P. ¿Perdonó a Carmena lo de la Cabalgata de Reyes?
R. Al año siguiente…, cuando vi a los reyes magos con trajes plisados de Fortuny. Aquello fue un tono irónico y como yo no uso emoticonos… Odio los emoticonos.
P. ¿Cómo disfruta de la vida? Transmite usted una imagen agria.
R. Claro, porque la política te endurece y te amarga. El combate externo contra el rival natural no lo sufro, lo disfruto. Lo que es muy duro es la batalla interna en los partidos.
P. ¿Ha perdido el tiempo en política?
R. No, no me arrepiento nada. Ni de haber estado ni de seguir. He disfrutado de la primera línea política.
P. ¿De su protagonismo?
R. No lo banalice…
P. ¿Del liderazgo…?
El día que no pones un tuit te lo recriminan y eso evita la profundidad, quedas en el griterío, la inmediatez, un escándalo sucede a otro...
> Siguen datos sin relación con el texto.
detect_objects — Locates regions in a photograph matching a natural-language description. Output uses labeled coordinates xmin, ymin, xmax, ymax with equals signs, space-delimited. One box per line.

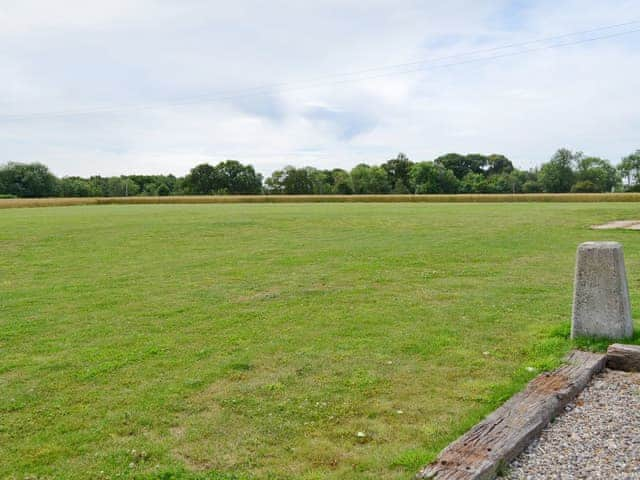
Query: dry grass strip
xmin=3 ymin=193 xmax=640 ymax=209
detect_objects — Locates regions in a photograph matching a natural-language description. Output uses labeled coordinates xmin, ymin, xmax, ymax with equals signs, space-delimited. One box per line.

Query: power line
xmin=81 ymin=20 xmax=640 ymax=107
xmin=2 ymin=21 xmax=640 ymax=121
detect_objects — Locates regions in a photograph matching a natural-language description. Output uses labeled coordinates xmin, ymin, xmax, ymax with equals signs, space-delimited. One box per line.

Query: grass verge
xmin=3 ymin=192 xmax=640 ymax=209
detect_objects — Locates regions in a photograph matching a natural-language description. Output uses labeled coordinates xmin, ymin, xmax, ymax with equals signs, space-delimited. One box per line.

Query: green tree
xmin=264 ymin=169 xmax=285 ymax=194
xmin=264 ymin=166 xmax=315 ymax=194
xmin=127 ymin=175 xmax=178 ymax=196
xmin=391 ymin=179 xmax=410 ymax=194
xmin=434 ymin=153 xmax=487 ymax=180
xmin=216 ymin=160 xmax=263 ymax=194
xmin=156 ymin=183 xmax=170 ymax=196
xmin=183 ymin=161 xmax=262 ymax=194
xmin=486 ymin=154 xmax=514 ymax=176
xmin=618 ymin=150 xmax=640 ymax=188
xmin=307 ymin=168 xmax=332 ymax=194
xmin=381 ymin=153 xmax=413 ymax=192
xmin=284 ymin=166 xmax=314 ymax=194
xmin=331 ymin=169 xmax=353 ymax=194
xmin=86 ymin=176 xmax=106 ymax=196
xmin=575 ymin=157 xmax=618 ymax=192
xmin=60 ymin=177 xmax=91 ymax=197
xmin=105 ymin=177 xmax=140 ymax=197
xmin=571 ymin=180 xmax=599 ymax=193
xmin=0 ymin=162 xmax=59 ymax=198
xmin=459 ymin=172 xmax=490 ymax=193
xmin=538 ymin=149 xmax=578 ymax=193
xmin=487 ymin=171 xmax=526 ymax=193
xmin=410 ymin=162 xmax=459 ymax=194
xmin=350 ymin=164 xmax=390 ymax=194
xmin=522 ymin=180 xmax=543 ymax=193
xmin=182 ymin=164 xmax=220 ymax=194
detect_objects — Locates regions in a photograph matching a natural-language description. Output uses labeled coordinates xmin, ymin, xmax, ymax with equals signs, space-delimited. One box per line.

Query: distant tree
xmin=465 ymin=154 xmax=489 ymax=174
xmin=318 ymin=169 xmax=335 ymax=191
xmin=350 ymin=164 xmax=390 ymax=194
xmin=264 ymin=169 xmax=285 ymax=194
xmin=0 ymin=162 xmax=59 ymax=198
xmin=60 ymin=177 xmax=91 ymax=197
xmin=183 ymin=161 xmax=262 ymax=194
xmin=522 ymin=180 xmax=543 ymax=193
xmin=459 ymin=172 xmax=489 ymax=193
xmin=306 ymin=168 xmax=332 ymax=194
xmin=502 ymin=170 xmax=528 ymax=193
xmin=105 ymin=177 xmax=140 ymax=197
xmin=264 ymin=166 xmax=315 ymax=194
xmin=459 ymin=171 xmax=520 ymax=194
xmin=164 ymin=174 xmax=178 ymax=192
xmin=381 ymin=153 xmax=413 ymax=192
xmin=331 ymin=169 xmax=353 ymax=194
xmin=486 ymin=154 xmax=514 ymax=176
xmin=6 ymin=149 xmax=630 ymax=199
xmin=575 ymin=157 xmax=618 ymax=192
xmin=539 ymin=149 xmax=579 ymax=193
xmin=391 ymin=179 xmax=410 ymax=194
xmin=618 ymin=150 xmax=640 ymax=188
xmin=156 ymin=183 xmax=170 ymax=196
xmin=140 ymin=182 xmax=158 ymax=196
xmin=434 ymin=153 xmax=486 ymax=179
xmin=85 ymin=176 xmax=106 ymax=196
xmin=492 ymin=171 xmax=528 ymax=193
xmin=127 ymin=174 xmax=177 ymax=196
xmin=183 ymin=164 xmax=219 ymax=194
xmin=571 ymin=180 xmax=600 ymax=193
xmin=286 ymin=166 xmax=315 ymax=194
xmin=216 ymin=160 xmax=263 ymax=194
xmin=410 ymin=162 xmax=459 ymax=194
xmin=173 ymin=177 xmax=187 ymax=195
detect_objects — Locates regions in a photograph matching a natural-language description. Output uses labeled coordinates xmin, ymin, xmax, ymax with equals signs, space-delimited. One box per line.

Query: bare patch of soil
xmin=591 ymin=220 xmax=640 ymax=230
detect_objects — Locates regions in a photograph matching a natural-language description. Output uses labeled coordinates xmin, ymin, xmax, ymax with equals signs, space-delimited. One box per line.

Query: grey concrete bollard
xmin=571 ymin=241 xmax=633 ymax=339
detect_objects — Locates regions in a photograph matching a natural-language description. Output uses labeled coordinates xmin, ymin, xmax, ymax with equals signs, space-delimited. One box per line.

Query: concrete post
xmin=571 ymin=241 xmax=633 ymax=339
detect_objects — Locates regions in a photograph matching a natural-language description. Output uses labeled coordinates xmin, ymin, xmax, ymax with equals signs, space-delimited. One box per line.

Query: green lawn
xmin=2 ymin=203 xmax=639 ymax=480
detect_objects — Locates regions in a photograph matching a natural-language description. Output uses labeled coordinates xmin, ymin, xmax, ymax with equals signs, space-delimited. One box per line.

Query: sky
xmin=1 ymin=0 xmax=640 ymax=177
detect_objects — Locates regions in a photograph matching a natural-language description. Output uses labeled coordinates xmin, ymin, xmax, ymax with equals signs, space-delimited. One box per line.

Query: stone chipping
xmin=506 ymin=369 xmax=640 ymax=480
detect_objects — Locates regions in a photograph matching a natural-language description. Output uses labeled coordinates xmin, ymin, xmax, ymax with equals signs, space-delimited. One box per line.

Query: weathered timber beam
xmin=607 ymin=343 xmax=640 ymax=372
xmin=416 ymin=351 xmax=606 ymax=480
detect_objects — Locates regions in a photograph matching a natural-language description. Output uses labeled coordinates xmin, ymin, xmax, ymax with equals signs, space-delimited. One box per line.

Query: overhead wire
xmin=2 ymin=21 xmax=639 ymax=121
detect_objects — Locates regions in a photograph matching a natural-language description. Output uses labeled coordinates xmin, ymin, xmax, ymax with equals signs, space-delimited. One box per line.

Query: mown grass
xmin=3 ymin=192 xmax=640 ymax=209
xmin=1 ymin=203 xmax=640 ymax=480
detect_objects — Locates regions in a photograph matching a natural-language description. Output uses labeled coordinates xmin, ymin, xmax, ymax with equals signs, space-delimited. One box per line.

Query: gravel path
xmin=506 ymin=369 xmax=640 ymax=480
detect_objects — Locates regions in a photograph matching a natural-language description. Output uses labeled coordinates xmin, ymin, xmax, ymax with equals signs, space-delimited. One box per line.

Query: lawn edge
xmin=416 ymin=350 xmax=606 ymax=480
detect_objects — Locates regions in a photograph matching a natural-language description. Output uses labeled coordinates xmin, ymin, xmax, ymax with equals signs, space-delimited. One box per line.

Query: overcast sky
xmin=1 ymin=1 xmax=640 ymax=177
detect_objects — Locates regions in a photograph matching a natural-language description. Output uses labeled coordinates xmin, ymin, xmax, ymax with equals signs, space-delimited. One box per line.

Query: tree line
xmin=1 ymin=148 xmax=639 ymax=198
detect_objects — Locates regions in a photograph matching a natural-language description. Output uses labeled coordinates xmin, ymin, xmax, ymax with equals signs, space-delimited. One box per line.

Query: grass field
xmin=2 ymin=203 xmax=640 ymax=480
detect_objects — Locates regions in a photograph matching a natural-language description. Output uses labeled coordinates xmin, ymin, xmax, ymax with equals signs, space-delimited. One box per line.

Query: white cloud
xmin=1 ymin=0 xmax=639 ymax=177
xmin=0 ymin=0 xmax=152 ymax=34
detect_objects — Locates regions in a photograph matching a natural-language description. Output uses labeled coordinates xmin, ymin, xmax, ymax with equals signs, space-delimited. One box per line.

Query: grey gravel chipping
xmin=506 ymin=369 xmax=640 ymax=480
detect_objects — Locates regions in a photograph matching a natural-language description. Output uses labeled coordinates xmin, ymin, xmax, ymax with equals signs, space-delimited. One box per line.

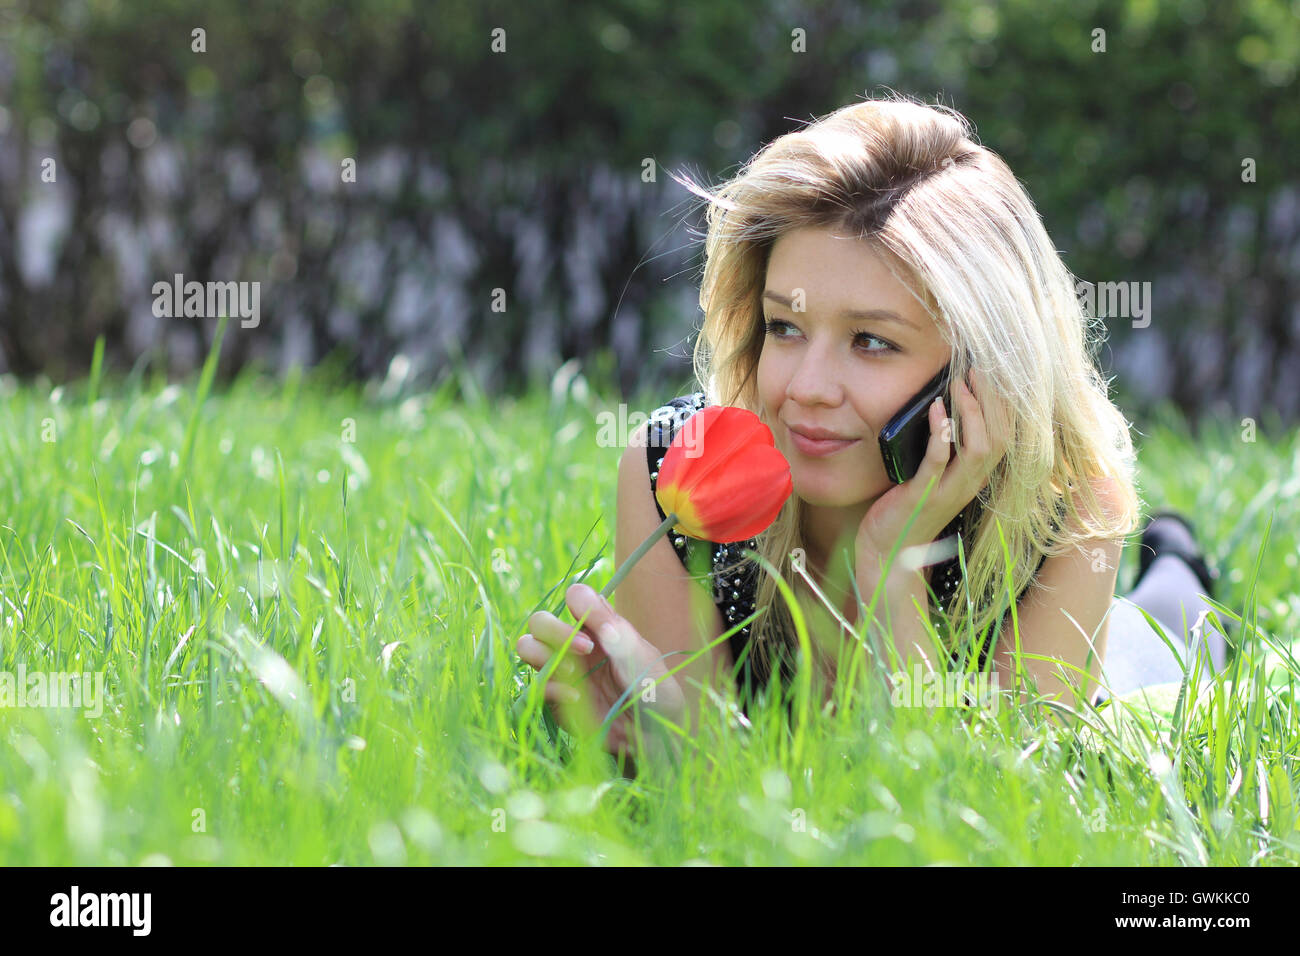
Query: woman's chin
xmin=792 ymin=471 xmax=890 ymax=509
xmin=793 ymin=482 xmax=862 ymax=508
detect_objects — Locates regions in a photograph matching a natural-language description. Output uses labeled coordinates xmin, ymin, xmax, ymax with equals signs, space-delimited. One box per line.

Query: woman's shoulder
xmin=1025 ymin=481 xmax=1126 ymax=586
xmin=1047 ymin=476 xmax=1126 ymax=532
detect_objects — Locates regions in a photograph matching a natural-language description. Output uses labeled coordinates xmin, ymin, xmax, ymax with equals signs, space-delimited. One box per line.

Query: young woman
xmin=516 ymin=96 xmax=1227 ymax=767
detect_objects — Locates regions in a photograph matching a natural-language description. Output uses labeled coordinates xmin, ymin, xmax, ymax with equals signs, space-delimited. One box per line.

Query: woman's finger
xmin=924 ymin=391 xmax=993 ymax=532
xmin=590 ymin=616 xmax=647 ymax=693
xmin=526 ymin=584 xmax=620 ymax=655
xmin=919 ymin=396 xmax=955 ymax=485
xmin=523 ymin=610 xmax=595 ymax=654
xmin=544 ymin=680 xmax=582 ymax=705
xmin=562 ymin=583 xmax=621 ymax=640
xmin=951 ymin=378 xmax=1009 ymax=506
xmin=516 ymin=634 xmax=582 ymax=681
xmin=954 ymin=378 xmax=990 ymax=457
xmin=959 ymin=375 xmax=1013 ymax=506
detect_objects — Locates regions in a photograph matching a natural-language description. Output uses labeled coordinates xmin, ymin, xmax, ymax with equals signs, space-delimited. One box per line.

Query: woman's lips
xmin=789 ymin=427 xmax=860 ymax=457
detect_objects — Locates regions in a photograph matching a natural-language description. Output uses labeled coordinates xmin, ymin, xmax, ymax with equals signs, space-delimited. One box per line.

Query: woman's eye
xmin=850 ymin=328 xmax=898 ymax=353
xmin=762 ymin=318 xmax=896 ymax=354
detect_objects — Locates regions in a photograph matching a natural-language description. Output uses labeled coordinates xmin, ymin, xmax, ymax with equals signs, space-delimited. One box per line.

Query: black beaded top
xmin=644 ymin=391 xmax=1053 ymax=715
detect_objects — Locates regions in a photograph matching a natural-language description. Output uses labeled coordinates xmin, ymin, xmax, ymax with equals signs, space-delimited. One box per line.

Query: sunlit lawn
xmin=0 ymin=335 xmax=1296 ymax=865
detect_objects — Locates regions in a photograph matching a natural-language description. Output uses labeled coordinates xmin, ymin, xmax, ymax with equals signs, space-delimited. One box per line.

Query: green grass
xmin=0 ymin=339 xmax=1296 ymax=865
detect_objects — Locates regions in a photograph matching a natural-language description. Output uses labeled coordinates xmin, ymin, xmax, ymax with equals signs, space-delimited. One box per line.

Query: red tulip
xmin=548 ymin=404 xmax=791 ymax=618
xmin=653 ymin=405 xmax=793 ymax=543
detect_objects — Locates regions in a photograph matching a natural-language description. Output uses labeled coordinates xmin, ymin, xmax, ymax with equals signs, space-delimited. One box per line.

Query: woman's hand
xmin=856 ymin=369 xmax=1011 ymax=586
xmin=515 ymin=583 xmax=686 ymax=762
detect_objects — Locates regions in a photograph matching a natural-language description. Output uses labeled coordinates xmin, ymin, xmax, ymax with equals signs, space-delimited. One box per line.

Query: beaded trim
xmin=646 ymin=392 xmax=761 ymax=649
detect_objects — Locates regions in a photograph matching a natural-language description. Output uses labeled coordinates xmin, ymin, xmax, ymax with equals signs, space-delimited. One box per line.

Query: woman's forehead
xmin=766 ymin=229 xmax=926 ymax=306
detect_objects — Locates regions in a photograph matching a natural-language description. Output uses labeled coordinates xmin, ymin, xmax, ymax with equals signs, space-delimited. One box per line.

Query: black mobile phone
xmin=879 ymin=364 xmax=954 ymax=484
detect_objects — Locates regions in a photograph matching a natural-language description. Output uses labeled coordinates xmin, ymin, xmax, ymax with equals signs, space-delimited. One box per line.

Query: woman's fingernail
xmin=575 ymin=636 xmax=595 ymax=654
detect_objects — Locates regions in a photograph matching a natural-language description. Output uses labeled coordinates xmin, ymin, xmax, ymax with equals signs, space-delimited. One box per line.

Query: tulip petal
xmin=653 ymin=405 xmax=792 ymax=543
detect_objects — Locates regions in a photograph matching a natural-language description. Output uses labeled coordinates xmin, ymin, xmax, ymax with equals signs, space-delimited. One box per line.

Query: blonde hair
xmin=668 ymin=93 xmax=1143 ymax=695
R. Nunca quise ser número uno. Lo que me interesa es debatir, preocuparme por el futuro del país. Luego viene lo demás, con sus luces y sus sombras. Hay una parte de eso que te chamusca y te destroza. A todos, pero no hay que quejarse.
P. ¿Ni ahora que parece eso una trituradora?
R. Porque estás más expuesto. El día que no pones un tuit te lo recriminan y eso evita la profundidad, quedas en el griterío, la inmediatez, un escándalo sucede a otro... No pasa nada. Todo se devalúa, no cala, tenemos memoria de pez.
P. ¿Le asquea?
R. Es una palabra muy fea, pero me genera inquietud.
P. ¿Infelicidad?
R. Esa es una palabra demasiado importante como para meterla aquí en medio. Necesitamos devolver racionalidad, la argumentación al discurso público.
P. Así, ¿tendrían ustedes el PP un éxito como el de Díaz Ayuso?
R. ¿Por qué? Ella no es una intelectual, no los hay en política. Pero le caracterizan dos cosas: una intuición y una actitud. Mantener la idea de apertura fue una intuición y luego le aplicó una actitud de valor. En política se puede ser cualquier cosa menos cobarde. Y ella mantuvo su posición frente a un blindaje general en tabla rasa y la gente lo premió.
P. ¿Damos la razón a quienes dicen de usted que su defecto es la soberbia?
R. Es un clásico, sí. Que lo que piensa la gente de mí es que soy soberbia. Pero soy más solitaria y misántropa. Tímida y frágil. Aunque me sobrepongo a mis inseguridades.
P. ¿Ganas de provocar?
R. No, no lo es, lo prometo. Puede parecerlo, pero no lo es.